I do not think a Steel Reserve and a cigar would go very good together! I can't stand drinking Steel Reserve. I have yet to find a good beer to go with a cigar yet. But this past weekend I had a few microbrew's out of Denver that I thought would pair good with a tasty maduro wrapper. Will have to give it a shot and write some reviews on it!
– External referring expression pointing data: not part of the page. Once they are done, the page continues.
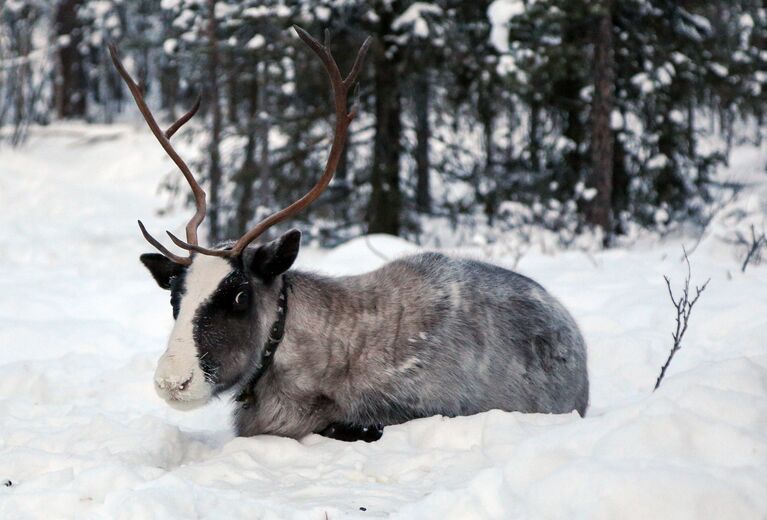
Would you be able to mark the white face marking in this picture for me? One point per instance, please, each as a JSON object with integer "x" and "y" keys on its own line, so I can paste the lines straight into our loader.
{"x": 179, "y": 379}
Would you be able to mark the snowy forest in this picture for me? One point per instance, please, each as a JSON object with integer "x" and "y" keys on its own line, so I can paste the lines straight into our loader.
{"x": 541, "y": 260}
{"x": 572, "y": 114}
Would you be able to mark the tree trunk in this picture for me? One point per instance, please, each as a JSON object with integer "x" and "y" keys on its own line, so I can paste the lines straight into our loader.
{"x": 214, "y": 172}
{"x": 385, "y": 199}
{"x": 249, "y": 171}
{"x": 423, "y": 133}
{"x": 70, "y": 83}
{"x": 600, "y": 208}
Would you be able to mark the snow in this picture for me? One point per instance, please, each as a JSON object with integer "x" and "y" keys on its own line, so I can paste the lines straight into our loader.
{"x": 414, "y": 17}
{"x": 256, "y": 42}
{"x": 82, "y": 433}
{"x": 500, "y": 14}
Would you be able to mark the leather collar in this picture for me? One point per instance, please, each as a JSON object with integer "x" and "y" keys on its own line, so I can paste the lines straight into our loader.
{"x": 276, "y": 333}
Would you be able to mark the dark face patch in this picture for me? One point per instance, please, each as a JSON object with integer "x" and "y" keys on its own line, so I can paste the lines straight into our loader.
{"x": 226, "y": 330}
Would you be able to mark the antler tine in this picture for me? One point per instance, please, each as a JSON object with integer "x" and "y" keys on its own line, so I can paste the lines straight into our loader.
{"x": 343, "y": 118}
{"x": 164, "y": 139}
{"x": 181, "y": 121}
{"x": 161, "y": 248}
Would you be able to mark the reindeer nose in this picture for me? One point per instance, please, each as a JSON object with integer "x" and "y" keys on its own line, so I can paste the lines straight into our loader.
{"x": 171, "y": 384}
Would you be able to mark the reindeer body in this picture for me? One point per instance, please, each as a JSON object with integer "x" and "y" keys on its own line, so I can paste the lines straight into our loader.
{"x": 423, "y": 335}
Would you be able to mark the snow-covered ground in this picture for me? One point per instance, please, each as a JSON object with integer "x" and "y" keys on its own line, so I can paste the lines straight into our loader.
{"x": 82, "y": 433}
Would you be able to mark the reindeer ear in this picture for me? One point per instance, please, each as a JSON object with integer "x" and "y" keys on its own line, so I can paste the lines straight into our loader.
{"x": 274, "y": 258}
{"x": 162, "y": 269}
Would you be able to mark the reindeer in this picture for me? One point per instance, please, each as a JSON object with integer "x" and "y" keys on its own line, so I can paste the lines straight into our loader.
{"x": 345, "y": 356}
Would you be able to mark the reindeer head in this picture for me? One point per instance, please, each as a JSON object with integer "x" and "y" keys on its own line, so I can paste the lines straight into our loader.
{"x": 224, "y": 298}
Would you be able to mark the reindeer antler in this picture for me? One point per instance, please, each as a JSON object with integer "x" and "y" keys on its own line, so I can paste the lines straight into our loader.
{"x": 340, "y": 88}
{"x": 164, "y": 139}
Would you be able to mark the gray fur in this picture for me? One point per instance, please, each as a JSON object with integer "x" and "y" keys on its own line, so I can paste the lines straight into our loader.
{"x": 423, "y": 335}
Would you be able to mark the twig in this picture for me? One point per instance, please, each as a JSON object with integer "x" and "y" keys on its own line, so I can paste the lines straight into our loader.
{"x": 755, "y": 248}
{"x": 683, "y": 311}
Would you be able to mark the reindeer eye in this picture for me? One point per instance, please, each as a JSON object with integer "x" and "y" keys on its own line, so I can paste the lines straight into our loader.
{"x": 242, "y": 300}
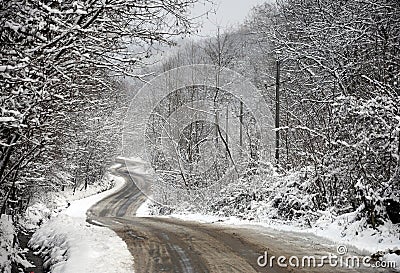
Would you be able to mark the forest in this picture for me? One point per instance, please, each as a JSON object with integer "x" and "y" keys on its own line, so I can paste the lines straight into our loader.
{"x": 69, "y": 70}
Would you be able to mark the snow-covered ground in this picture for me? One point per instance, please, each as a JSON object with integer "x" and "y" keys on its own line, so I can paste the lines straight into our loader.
{"x": 343, "y": 230}
{"x": 70, "y": 244}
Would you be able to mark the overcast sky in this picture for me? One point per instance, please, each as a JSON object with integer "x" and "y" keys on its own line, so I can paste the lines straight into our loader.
{"x": 229, "y": 13}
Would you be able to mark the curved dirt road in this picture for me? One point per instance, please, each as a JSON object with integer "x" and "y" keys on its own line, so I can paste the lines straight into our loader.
{"x": 170, "y": 245}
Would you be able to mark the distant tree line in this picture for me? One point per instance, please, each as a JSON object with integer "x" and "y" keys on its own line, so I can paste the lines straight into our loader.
{"x": 340, "y": 96}
{"x": 62, "y": 100}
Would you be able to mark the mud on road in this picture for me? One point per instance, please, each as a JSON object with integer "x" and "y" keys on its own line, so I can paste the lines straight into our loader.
{"x": 171, "y": 245}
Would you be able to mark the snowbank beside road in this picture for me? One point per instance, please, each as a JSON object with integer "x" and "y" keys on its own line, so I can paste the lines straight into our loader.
{"x": 342, "y": 230}
{"x": 71, "y": 245}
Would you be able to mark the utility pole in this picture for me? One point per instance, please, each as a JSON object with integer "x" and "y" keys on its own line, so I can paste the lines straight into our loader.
{"x": 278, "y": 64}
{"x": 241, "y": 124}
{"x": 226, "y": 128}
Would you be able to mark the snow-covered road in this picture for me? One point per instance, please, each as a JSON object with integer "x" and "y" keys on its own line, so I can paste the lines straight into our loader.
{"x": 173, "y": 245}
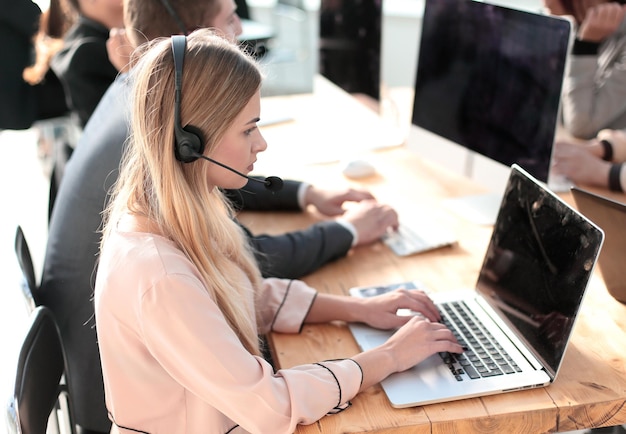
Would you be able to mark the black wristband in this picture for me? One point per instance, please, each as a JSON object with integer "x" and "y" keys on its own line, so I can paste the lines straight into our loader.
{"x": 608, "y": 150}
{"x": 614, "y": 177}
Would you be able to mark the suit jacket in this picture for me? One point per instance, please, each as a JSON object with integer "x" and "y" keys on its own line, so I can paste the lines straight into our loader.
{"x": 83, "y": 67}
{"x": 73, "y": 240}
{"x": 19, "y": 21}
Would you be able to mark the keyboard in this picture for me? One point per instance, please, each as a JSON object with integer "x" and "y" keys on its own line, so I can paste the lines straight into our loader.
{"x": 407, "y": 240}
{"x": 484, "y": 357}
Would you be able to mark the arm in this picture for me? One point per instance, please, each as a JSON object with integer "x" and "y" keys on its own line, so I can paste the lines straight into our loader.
{"x": 416, "y": 339}
{"x": 298, "y": 253}
{"x": 198, "y": 349}
{"x": 597, "y": 162}
{"x": 592, "y": 88}
{"x": 86, "y": 73}
{"x": 255, "y": 197}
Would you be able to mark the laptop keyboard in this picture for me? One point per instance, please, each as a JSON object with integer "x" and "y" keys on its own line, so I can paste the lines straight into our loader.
{"x": 484, "y": 357}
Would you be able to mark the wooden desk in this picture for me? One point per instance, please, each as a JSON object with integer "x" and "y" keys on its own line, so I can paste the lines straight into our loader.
{"x": 590, "y": 390}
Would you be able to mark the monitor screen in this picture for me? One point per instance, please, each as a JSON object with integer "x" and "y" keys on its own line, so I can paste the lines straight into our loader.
{"x": 349, "y": 46}
{"x": 489, "y": 79}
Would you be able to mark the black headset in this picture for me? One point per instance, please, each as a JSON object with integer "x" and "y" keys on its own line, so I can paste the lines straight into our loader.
{"x": 188, "y": 141}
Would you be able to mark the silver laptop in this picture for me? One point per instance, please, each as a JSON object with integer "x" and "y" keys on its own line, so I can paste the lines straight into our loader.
{"x": 611, "y": 217}
{"x": 517, "y": 321}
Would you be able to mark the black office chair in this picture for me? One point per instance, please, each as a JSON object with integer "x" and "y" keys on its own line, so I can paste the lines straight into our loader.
{"x": 40, "y": 402}
{"x": 24, "y": 258}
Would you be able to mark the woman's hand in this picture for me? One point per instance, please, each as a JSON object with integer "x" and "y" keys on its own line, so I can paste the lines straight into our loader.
{"x": 381, "y": 311}
{"x": 331, "y": 202}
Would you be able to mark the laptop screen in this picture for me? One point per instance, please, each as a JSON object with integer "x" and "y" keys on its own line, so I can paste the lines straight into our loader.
{"x": 537, "y": 266}
{"x": 489, "y": 79}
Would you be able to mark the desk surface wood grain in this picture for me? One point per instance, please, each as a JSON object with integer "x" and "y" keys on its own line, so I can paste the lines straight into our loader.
{"x": 590, "y": 390}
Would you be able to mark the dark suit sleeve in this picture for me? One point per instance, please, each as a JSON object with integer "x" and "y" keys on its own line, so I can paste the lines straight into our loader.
{"x": 87, "y": 73}
{"x": 255, "y": 197}
{"x": 298, "y": 253}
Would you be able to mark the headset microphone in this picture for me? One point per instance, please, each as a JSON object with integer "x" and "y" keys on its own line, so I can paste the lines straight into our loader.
{"x": 272, "y": 183}
{"x": 188, "y": 141}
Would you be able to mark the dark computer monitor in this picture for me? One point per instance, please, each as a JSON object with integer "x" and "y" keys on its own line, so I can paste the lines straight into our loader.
{"x": 489, "y": 80}
{"x": 349, "y": 44}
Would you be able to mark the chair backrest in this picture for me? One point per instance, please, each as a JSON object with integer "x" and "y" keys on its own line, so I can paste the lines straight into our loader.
{"x": 39, "y": 387}
{"x": 24, "y": 258}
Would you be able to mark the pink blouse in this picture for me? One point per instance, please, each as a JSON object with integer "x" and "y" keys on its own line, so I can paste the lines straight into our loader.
{"x": 172, "y": 364}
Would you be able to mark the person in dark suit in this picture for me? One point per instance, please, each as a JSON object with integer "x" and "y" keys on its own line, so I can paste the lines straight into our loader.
{"x": 83, "y": 64}
{"x": 73, "y": 241}
{"x": 19, "y": 23}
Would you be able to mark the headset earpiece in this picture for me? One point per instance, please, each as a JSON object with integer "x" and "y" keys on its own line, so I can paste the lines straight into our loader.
{"x": 188, "y": 141}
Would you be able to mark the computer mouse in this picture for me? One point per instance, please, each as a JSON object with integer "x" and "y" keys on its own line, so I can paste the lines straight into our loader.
{"x": 358, "y": 168}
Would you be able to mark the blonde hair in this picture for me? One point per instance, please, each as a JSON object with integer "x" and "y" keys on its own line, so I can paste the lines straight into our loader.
{"x": 218, "y": 81}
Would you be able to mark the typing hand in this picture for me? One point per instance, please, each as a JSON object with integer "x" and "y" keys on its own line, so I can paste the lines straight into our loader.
{"x": 601, "y": 21}
{"x": 330, "y": 202}
{"x": 381, "y": 311}
{"x": 579, "y": 164}
{"x": 371, "y": 220}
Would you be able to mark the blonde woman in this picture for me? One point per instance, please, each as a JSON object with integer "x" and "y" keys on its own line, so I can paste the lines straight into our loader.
{"x": 179, "y": 299}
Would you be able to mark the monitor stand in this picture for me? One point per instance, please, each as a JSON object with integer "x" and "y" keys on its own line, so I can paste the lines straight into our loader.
{"x": 481, "y": 209}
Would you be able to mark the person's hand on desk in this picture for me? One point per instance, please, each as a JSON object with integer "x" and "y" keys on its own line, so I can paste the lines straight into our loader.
{"x": 417, "y": 338}
{"x": 369, "y": 218}
{"x": 581, "y": 163}
{"x": 331, "y": 202}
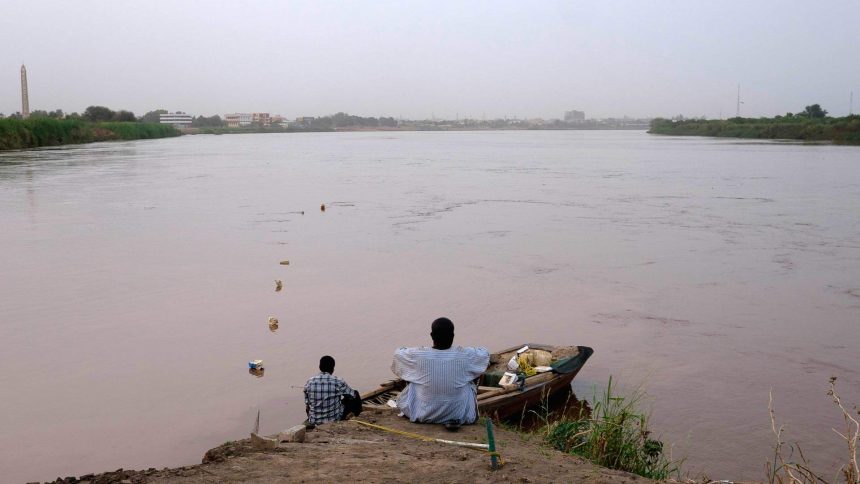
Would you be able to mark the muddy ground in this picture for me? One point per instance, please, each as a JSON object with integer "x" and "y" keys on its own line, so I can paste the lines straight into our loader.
{"x": 347, "y": 451}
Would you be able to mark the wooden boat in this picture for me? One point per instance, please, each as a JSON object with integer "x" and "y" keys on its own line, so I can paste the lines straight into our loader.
{"x": 498, "y": 402}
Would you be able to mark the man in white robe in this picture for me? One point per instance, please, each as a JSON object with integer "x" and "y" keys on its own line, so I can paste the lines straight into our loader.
{"x": 441, "y": 379}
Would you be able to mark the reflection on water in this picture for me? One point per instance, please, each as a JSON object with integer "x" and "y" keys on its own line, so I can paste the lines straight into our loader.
{"x": 137, "y": 274}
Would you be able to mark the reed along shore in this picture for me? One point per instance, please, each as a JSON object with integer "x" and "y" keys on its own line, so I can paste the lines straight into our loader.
{"x": 844, "y": 130}
{"x": 17, "y": 134}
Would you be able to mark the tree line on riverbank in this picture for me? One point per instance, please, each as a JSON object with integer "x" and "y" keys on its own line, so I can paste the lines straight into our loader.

Otherwise, nice picture and set up.


----------



## royhubbs (Feb 10, 2009)

I like Guinness and Cigars mmm


----------



## tx_tuff (Jun 16, 2007)

Very cool pic Joe, nice!


----------



## BigDaddyJ (Feb 23, 2009)

Nice shot! No pun intended. Nice to have all the essentials assembled in one area. For the record, I enjoy drinking cold beer while smoking a cigar.


----------



## slyder (Mar 17, 2009)

baddddmonkey said:


> I do not think a Steel Reserve and a cigar would go very good together! I can't stand drinking Steel Reserve. I have yet to find a good beer to go with a cigar yet. But this past weekend I had a few microbrew's out of Denver that I thought would pair good with a tasty maduro wrapper. Will have to give it a shot and write some reviews on it!
> 
> Otherwise, nice picture and set up.


I stopped drinking in 1994ish when I returned from Germany. American beer just sucks after youve been soakin up that stuff for 2 years! But a couple years ago I tried some NA for the first time.....again american beer sucked but I found one made by Guiness.....KALIBER. It rocks! I drink it everytime I have a cigar. Thank god it has no alcohol in it cause id be plastered alot thats how much of this I drink.


----------



## big04deuce (May 16, 2008)

Very cool pic there! Thank you for sharing!!!


----------



## mc2712 (Mar 14, 2008)

Very cool, nice knife.


----------



## SMOKE20 (Apr 26, 2008)

Thats a bad ass picture


----------



## zitro_joe (Oct 6, 2008)

Nicely doen, Joe. I am digging that the chalace is frosted.


----------



## Baz (Feb 11, 2009)

Sweet pic...we need to have a couple of stogies down at Corona some time...!


----------



## Doogie (Oct 15, 2007)

thats some combo. great pic


----------



## Strick (Aug 21, 2008)

Excellent shot...


----------